Friday, March 11, 2005
Those Republicans and "Values."
 
Citizens for Responsibility and Ethics in Washington (CREW) has areport out highlighting the extent to which some of the most vocal Congressional opponents of pornography accept contributions from corporations profiting from selling pornography. Some key players of the report include:
Rep. Tom DeLay (R-TX) accepted $24,000 from corporations and executives who profit from pornography. In 1999, the National Republican Congressional Committee sent a letter signed by Rep. DeLay, in which he pointed to “pornographer Larry Flynt” as a “pro-Clinton tool” and said he was “fighting back against this porn-and-smut peddler.” Further, the Majority Leader of the House has called pornography “a destructive force in society.”
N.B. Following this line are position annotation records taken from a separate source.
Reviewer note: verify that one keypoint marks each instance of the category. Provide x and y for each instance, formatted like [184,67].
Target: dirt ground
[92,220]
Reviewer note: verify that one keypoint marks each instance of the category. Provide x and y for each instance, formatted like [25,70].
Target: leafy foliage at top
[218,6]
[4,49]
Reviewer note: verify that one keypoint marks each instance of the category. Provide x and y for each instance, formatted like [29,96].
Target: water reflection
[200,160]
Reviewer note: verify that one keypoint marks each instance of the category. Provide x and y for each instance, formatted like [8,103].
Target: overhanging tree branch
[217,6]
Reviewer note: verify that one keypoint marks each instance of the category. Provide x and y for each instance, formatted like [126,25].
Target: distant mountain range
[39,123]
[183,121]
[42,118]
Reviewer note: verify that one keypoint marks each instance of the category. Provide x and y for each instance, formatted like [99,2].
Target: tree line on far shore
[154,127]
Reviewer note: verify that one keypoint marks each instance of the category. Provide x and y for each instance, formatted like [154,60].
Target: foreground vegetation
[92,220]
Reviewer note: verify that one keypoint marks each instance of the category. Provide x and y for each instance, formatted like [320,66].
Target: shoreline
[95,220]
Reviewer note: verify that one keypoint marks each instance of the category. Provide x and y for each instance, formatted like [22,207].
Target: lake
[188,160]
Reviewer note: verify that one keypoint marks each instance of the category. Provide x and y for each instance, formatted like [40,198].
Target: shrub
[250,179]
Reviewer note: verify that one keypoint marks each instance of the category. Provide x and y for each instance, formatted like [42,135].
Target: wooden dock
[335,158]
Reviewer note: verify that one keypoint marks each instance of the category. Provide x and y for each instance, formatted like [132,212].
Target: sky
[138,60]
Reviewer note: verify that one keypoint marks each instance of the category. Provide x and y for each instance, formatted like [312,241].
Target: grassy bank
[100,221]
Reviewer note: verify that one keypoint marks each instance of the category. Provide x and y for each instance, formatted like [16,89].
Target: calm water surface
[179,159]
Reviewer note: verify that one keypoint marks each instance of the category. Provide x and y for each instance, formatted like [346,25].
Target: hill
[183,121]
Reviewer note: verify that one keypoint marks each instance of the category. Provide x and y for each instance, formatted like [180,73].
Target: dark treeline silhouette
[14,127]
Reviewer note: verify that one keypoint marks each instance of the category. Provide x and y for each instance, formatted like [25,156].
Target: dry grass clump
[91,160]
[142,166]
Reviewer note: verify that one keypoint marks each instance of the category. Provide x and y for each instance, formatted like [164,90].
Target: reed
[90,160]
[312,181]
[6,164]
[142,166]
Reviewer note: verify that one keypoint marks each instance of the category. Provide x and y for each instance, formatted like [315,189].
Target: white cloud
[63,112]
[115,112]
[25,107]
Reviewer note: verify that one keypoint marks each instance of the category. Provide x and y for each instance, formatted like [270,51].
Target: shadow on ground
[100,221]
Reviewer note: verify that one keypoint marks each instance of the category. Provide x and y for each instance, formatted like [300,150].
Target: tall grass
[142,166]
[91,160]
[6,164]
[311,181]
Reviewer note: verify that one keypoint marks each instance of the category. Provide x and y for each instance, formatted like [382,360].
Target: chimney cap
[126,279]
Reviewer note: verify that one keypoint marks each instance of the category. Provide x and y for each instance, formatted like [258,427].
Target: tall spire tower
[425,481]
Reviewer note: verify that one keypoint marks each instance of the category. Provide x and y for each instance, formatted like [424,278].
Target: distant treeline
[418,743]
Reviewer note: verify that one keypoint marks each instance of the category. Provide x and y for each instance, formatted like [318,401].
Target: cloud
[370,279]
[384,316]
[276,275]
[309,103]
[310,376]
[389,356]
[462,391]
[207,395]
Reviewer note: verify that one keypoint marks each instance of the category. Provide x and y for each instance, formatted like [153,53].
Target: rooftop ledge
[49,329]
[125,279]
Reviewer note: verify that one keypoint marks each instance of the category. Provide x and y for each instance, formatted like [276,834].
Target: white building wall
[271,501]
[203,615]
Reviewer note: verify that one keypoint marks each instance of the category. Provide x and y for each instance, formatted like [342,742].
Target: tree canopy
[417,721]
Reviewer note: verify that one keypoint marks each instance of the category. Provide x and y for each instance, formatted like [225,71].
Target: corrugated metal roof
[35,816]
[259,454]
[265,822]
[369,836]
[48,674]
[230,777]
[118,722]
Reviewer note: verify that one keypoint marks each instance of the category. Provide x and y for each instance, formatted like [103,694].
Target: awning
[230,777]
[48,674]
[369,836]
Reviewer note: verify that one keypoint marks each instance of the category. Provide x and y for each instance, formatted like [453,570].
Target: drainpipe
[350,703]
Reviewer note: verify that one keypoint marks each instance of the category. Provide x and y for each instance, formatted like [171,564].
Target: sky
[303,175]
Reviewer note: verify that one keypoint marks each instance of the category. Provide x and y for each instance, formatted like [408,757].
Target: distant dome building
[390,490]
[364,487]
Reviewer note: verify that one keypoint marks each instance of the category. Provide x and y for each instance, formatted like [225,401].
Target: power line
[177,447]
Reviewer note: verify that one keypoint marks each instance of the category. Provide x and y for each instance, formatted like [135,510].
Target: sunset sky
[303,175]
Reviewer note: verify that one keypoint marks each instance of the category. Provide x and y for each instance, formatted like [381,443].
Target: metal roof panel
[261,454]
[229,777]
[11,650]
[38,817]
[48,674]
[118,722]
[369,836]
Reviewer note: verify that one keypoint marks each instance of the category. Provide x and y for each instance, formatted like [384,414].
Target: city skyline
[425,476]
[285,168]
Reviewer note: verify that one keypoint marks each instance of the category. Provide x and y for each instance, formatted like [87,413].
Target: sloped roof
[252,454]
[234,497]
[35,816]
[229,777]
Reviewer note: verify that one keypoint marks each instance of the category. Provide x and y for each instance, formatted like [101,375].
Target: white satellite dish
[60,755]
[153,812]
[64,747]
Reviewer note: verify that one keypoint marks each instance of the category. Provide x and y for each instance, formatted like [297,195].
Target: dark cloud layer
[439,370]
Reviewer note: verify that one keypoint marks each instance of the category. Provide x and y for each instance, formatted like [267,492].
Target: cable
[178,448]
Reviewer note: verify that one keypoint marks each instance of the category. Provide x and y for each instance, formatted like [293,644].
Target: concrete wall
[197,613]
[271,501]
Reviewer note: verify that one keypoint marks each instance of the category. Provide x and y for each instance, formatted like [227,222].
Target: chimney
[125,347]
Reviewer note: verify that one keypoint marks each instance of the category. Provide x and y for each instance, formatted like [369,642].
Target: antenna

Sen. Sam Brownback (R-KS) accepted $17,000 in contributions from corporations and executives who profit from pornography. As chair of the Senate Commerce Committee’s Science, Technology and Space Subcommittee, Sen. Brownback held a hearing on pornography addiction in November, 2004. After hearing testimony from experts about how porn affects the brain, Sen. Brownback said, “[i]t is the crack cocaine of sexual addiction” and “its pervasiveness affects our families.” In early 2005, Sen. Brownback praised U.S. Attorney General Alberto Gonzales when he announced he would appeal the dismissal of federal criminal indictments against a California pornography producer, stating “[t]he Justice Department’s decision indicates a renewed effort to go against purveyors of pornography, whose products are so damaging to our culture, our families, and our nation.”
Now it would seem if you speak out so vocally against pornography you'd be a bit more careful about accepting money from corporations who profit from producing and selling it. So much for being the party of "values."